National Dog Bite Prevention Coalition offers safe sheltering at home with pets tips during COVID-19 crisis


The coronavirus pandemic has introduced a good deal of uncertainty into our lives, as well as the lives of our pets. As people shelter at home, adopt new pets or foster dogs for sick family and friends, now is the time to reinforce safety and responsible pet ownership.

National Dog Bite Prevention Week (NDBPW) is April 12-18, 2020. Members of the National Dog Bite Prevention Week Coalition include the American Veterinary Medical Association (AVMA), State Farm®, Insurance Information Institute (I.I.I.), American Humane, and the Victoria Stilwell Academy for Dog Training and Behavior. The coalition joins forces each year to draw attention to how people can reduce the number of dog bites.

Stress can affect pets and cause them to feel anxiety. In some cases, dogs will exhibit anxious behaviors such as barking, aggressive behavior, or destructive behavior.

Victoria Stilwell

According to Victoria Stilwell, CEO of and the Victoria Stilwell Academy of Dog Training and Behavior, the coronavirus pandemic has affected pets, too. “Dogs that are used to kids being at school and adults at work are now finding themselves surrounded by their families 24/7,” says Stilwell. “Most welcome the company but some dogs are having a hard time adjusting to the constant noise, attention and lack of space.”

According to the coalition, here are some tips to help you and your pets cope while sheltering at home.

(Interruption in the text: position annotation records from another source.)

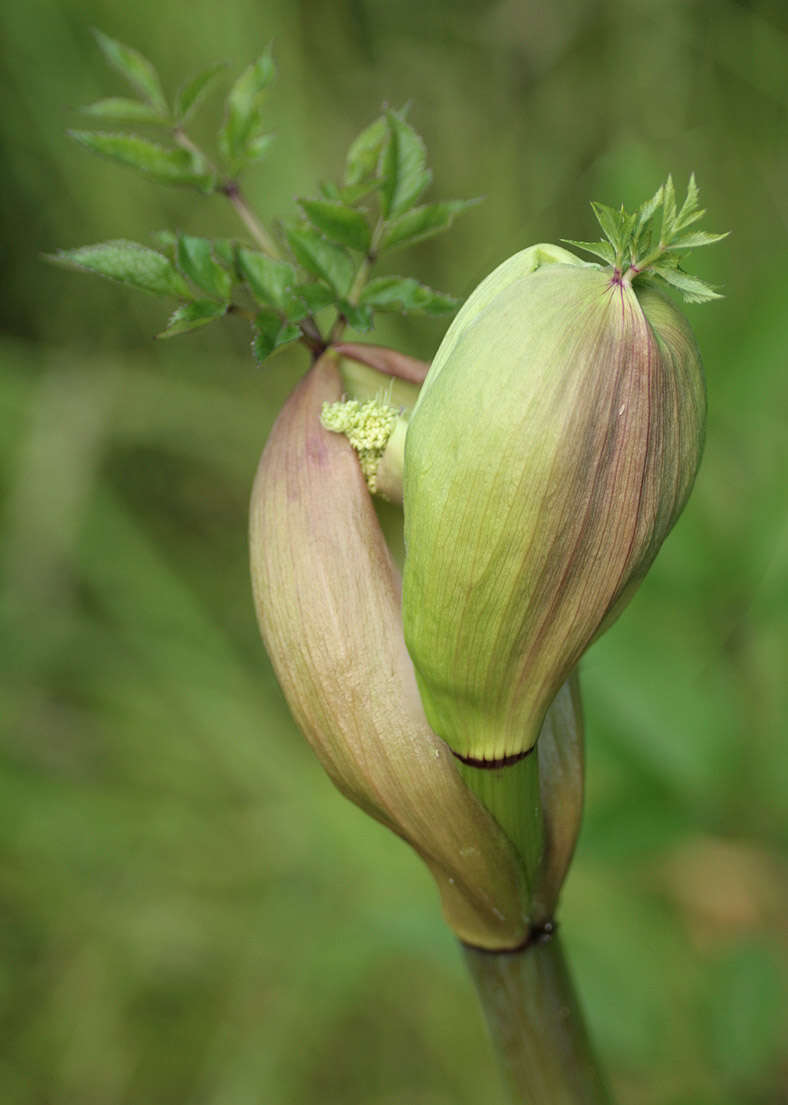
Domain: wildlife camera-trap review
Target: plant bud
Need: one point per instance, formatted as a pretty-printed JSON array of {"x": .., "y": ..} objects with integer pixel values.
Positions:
[
  {"x": 328, "y": 603},
  {"x": 553, "y": 446}
]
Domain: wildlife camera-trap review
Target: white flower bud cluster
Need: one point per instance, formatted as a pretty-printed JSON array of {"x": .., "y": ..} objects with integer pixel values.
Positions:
[{"x": 367, "y": 425}]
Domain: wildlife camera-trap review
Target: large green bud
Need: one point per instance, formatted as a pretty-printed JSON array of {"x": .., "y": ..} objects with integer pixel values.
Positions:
[{"x": 554, "y": 444}]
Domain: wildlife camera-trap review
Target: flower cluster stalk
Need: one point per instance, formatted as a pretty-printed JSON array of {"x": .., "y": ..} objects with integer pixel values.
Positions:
[{"x": 536, "y": 1024}]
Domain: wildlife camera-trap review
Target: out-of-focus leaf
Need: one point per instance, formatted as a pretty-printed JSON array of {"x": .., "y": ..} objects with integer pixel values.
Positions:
[
  {"x": 316, "y": 295},
  {"x": 359, "y": 317},
  {"x": 242, "y": 111},
  {"x": 191, "y": 316},
  {"x": 137, "y": 70},
  {"x": 258, "y": 149},
  {"x": 121, "y": 109},
  {"x": 406, "y": 175},
  {"x": 129, "y": 263},
  {"x": 329, "y": 190},
  {"x": 693, "y": 288},
  {"x": 747, "y": 1017},
  {"x": 421, "y": 222},
  {"x": 339, "y": 223},
  {"x": 695, "y": 239},
  {"x": 271, "y": 282},
  {"x": 602, "y": 250},
  {"x": 270, "y": 333},
  {"x": 168, "y": 166},
  {"x": 402, "y": 293},
  {"x": 190, "y": 94},
  {"x": 196, "y": 261},
  {"x": 332, "y": 263},
  {"x": 364, "y": 155}
]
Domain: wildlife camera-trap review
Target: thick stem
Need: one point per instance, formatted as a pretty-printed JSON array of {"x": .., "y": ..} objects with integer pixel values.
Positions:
[{"x": 536, "y": 1024}]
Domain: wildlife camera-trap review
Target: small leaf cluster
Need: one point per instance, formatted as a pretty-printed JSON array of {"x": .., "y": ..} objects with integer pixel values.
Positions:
[
  {"x": 280, "y": 281},
  {"x": 649, "y": 244}
]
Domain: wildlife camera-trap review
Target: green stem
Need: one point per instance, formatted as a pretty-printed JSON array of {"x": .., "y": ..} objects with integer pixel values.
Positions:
[
  {"x": 536, "y": 1024},
  {"x": 512, "y": 796},
  {"x": 359, "y": 281}
]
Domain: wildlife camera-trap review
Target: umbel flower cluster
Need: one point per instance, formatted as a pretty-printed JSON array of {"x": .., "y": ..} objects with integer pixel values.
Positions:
[{"x": 542, "y": 462}]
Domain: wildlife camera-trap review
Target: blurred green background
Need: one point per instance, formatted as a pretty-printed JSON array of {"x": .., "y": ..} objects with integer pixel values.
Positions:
[{"x": 190, "y": 913}]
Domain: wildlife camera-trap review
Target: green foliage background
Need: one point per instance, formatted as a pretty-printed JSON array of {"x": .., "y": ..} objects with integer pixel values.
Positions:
[{"x": 190, "y": 914}]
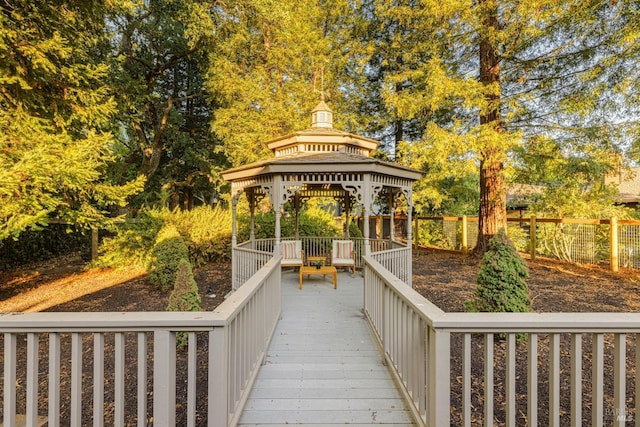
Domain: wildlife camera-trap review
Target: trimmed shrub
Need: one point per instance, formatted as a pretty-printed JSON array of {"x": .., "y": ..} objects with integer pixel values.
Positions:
[
  {"x": 501, "y": 282},
  {"x": 354, "y": 230},
  {"x": 206, "y": 232},
  {"x": 132, "y": 241},
  {"x": 165, "y": 257},
  {"x": 184, "y": 296}
]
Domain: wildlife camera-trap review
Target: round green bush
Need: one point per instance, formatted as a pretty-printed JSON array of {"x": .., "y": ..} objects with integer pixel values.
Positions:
[{"x": 165, "y": 257}]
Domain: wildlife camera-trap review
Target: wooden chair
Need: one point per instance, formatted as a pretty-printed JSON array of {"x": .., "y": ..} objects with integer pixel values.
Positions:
[
  {"x": 292, "y": 253},
  {"x": 343, "y": 255}
]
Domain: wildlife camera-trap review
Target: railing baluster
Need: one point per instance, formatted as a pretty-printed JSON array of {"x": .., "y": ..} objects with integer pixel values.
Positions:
[
  {"x": 488, "y": 379},
  {"x": 119, "y": 396},
  {"x": 54, "y": 380},
  {"x": 192, "y": 363},
  {"x": 32, "y": 379},
  {"x": 597, "y": 378},
  {"x": 10, "y": 360},
  {"x": 98, "y": 379},
  {"x": 510, "y": 380},
  {"x": 76, "y": 380},
  {"x": 164, "y": 378},
  {"x": 554, "y": 380},
  {"x": 637, "y": 381},
  {"x": 466, "y": 380},
  {"x": 619, "y": 379},
  {"x": 142, "y": 379},
  {"x": 576, "y": 380},
  {"x": 532, "y": 377}
]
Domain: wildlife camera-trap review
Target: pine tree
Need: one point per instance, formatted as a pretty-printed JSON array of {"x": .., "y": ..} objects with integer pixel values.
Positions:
[
  {"x": 55, "y": 109},
  {"x": 503, "y": 71}
]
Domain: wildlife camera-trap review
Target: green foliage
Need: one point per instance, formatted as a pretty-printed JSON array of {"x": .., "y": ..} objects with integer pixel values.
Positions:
[
  {"x": 159, "y": 70},
  {"x": 354, "y": 230},
  {"x": 205, "y": 231},
  {"x": 184, "y": 297},
  {"x": 501, "y": 283},
  {"x": 431, "y": 233},
  {"x": 268, "y": 65},
  {"x": 313, "y": 221},
  {"x": 34, "y": 246},
  {"x": 165, "y": 257},
  {"x": 55, "y": 108},
  {"x": 132, "y": 241}
]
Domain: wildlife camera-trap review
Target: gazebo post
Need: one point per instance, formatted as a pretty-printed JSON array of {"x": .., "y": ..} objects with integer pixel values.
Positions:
[
  {"x": 296, "y": 208},
  {"x": 252, "y": 212},
  {"x": 366, "y": 207},
  {"x": 277, "y": 209},
  {"x": 347, "y": 209},
  {"x": 391, "y": 215},
  {"x": 234, "y": 218}
]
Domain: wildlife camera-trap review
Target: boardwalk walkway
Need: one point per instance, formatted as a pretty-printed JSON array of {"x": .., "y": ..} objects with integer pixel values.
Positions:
[{"x": 323, "y": 366}]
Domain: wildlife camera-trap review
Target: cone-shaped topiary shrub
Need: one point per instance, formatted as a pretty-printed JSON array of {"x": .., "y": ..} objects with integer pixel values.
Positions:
[
  {"x": 165, "y": 257},
  {"x": 501, "y": 282},
  {"x": 184, "y": 296}
]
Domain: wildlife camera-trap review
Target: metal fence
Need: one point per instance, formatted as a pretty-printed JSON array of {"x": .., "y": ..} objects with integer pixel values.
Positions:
[{"x": 583, "y": 241}]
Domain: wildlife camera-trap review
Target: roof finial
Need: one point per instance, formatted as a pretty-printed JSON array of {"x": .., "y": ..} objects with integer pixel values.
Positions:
[
  {"x": 322, "y": 116},
  {"x": 322, "y": 83}
]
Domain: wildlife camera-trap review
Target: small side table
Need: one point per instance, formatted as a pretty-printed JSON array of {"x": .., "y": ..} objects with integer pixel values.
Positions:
[
  {"x": 311, "y": 260},
  {"x": 324, "y": 270}
]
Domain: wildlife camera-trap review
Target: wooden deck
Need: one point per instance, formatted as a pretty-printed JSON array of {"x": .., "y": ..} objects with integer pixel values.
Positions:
[{"x": 323, "y": 366}]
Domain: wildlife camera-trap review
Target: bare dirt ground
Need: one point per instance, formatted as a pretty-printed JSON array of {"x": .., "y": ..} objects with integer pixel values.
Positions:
[{"x": 447, "y": 279}]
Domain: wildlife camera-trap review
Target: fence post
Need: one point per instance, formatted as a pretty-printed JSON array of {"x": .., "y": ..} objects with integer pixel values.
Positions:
[
  {"x": 465, "y": 244},
  {"x": 94, "y": 243},
  {"x": 218, "y": 405},
  {"x": 613, "y": 238},
  {"x": 438, "y": 381},
  {"x": 532, "y": 237}
]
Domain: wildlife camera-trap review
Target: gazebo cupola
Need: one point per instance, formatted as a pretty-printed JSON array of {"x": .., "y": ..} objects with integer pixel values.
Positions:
[
  {"x": 322, "y": 116},
  {"x": 321, "y": 137},
  {"x": 322, "y": 161}
]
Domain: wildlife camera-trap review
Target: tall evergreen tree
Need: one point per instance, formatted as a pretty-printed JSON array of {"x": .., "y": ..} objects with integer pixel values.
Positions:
[
  {"x": 54, "y": 111},
  {"x": 510, "y": 70},
  {"x": 164, "y": 112},
  {"x": 268, "y": 67}
]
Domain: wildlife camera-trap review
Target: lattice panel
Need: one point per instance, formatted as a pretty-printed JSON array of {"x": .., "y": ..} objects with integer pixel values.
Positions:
[{"x": 450, "y": 231}]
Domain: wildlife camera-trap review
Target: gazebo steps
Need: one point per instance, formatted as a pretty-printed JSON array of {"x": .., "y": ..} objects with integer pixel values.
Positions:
[{"x": 323, "y": 366}]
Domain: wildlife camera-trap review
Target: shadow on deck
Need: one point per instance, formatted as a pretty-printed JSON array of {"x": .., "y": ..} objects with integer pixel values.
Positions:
[{"x": 323, "y": 366}]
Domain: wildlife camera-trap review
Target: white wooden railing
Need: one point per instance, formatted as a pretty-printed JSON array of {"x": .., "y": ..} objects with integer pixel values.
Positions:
[
  {"x": 462, "y": 368},
  {"x": 51, "y": 355},
  {"x": 246, "y": 262},
  {"x": 312, "y": 246},
  {"x": 398, "y": 261}
]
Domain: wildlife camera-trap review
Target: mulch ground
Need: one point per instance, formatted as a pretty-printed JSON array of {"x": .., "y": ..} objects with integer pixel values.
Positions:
[{"x": 447, "y": 279}]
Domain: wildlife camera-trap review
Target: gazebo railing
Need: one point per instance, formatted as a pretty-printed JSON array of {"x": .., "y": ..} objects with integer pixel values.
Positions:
[
  {"x": 246, "y": 263},
  {"x": 398, "y": 261},
  {"x": 466, "y": 368},
  {"x": 251, "y": 250},
  {"x": 50, "y": 355}
]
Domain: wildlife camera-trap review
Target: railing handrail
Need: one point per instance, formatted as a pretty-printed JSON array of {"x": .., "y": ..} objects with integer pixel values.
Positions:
[{"x": 460, "y": 322}]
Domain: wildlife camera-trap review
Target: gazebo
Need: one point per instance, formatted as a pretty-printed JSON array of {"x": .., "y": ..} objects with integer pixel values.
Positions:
[{"x": 320, "y": 161}]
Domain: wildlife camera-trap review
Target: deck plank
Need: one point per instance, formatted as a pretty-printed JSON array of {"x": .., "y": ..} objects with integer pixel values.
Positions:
[{"x": 323, "y": 366}]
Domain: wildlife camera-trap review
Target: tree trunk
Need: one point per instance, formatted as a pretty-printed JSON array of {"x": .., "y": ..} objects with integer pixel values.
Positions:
[{"x": 493, "y": 205}]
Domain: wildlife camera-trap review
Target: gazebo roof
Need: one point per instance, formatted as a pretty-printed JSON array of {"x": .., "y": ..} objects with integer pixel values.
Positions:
[
  {"x": 321, "y": 149},
  {"x": 330, "y": 162}
]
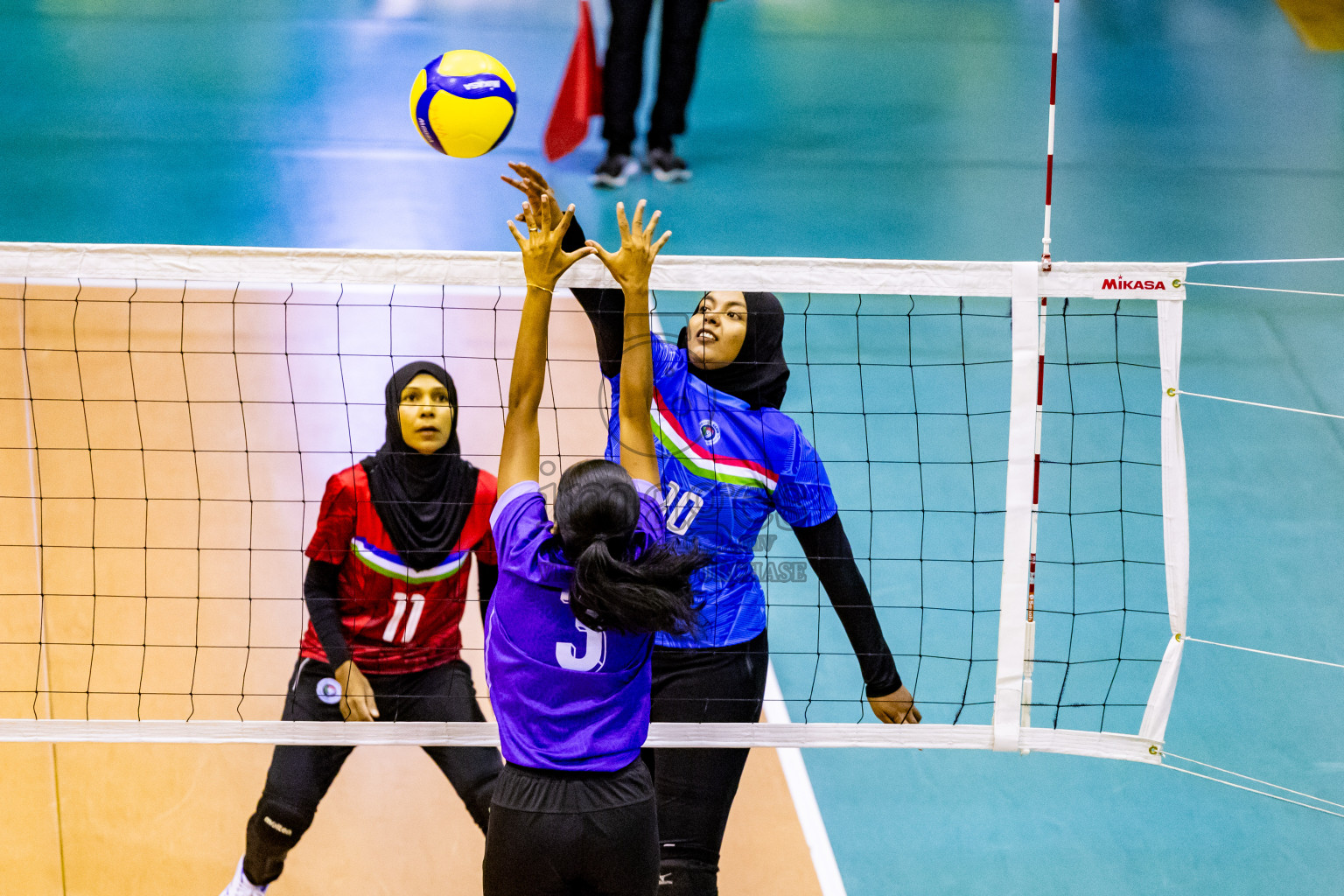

  • Create a den-like space or ‘safe zone’ in your home that is a ‘dog only’ zone. This can be a crate where the door always remains open or a quiet location for your dog when they need some space.
  • Small children should be supervised around any dog. To make it easier, you can use baby gates to keep dogs and kids separated if you can’t actively supervise them.
  • This is the time to teach your dog some new skills. Challenge your dog to learn new cues and if you need the help of a trainer, many now offer virtual consultations.
  • If you can take your dog out for a walk make sure you keep them on leash.
  • Do not allow your pet to socially interact with other dogs or people. While humans are observing social distancing rules, they should help their dogs do the same.
  • Having a plan in place for your pets is important. Individuals who become too sick or require hospitalization will need to have someone to take care of their animals while they heal. As with any disaster preparedness plan, have a “bug out” bag ready.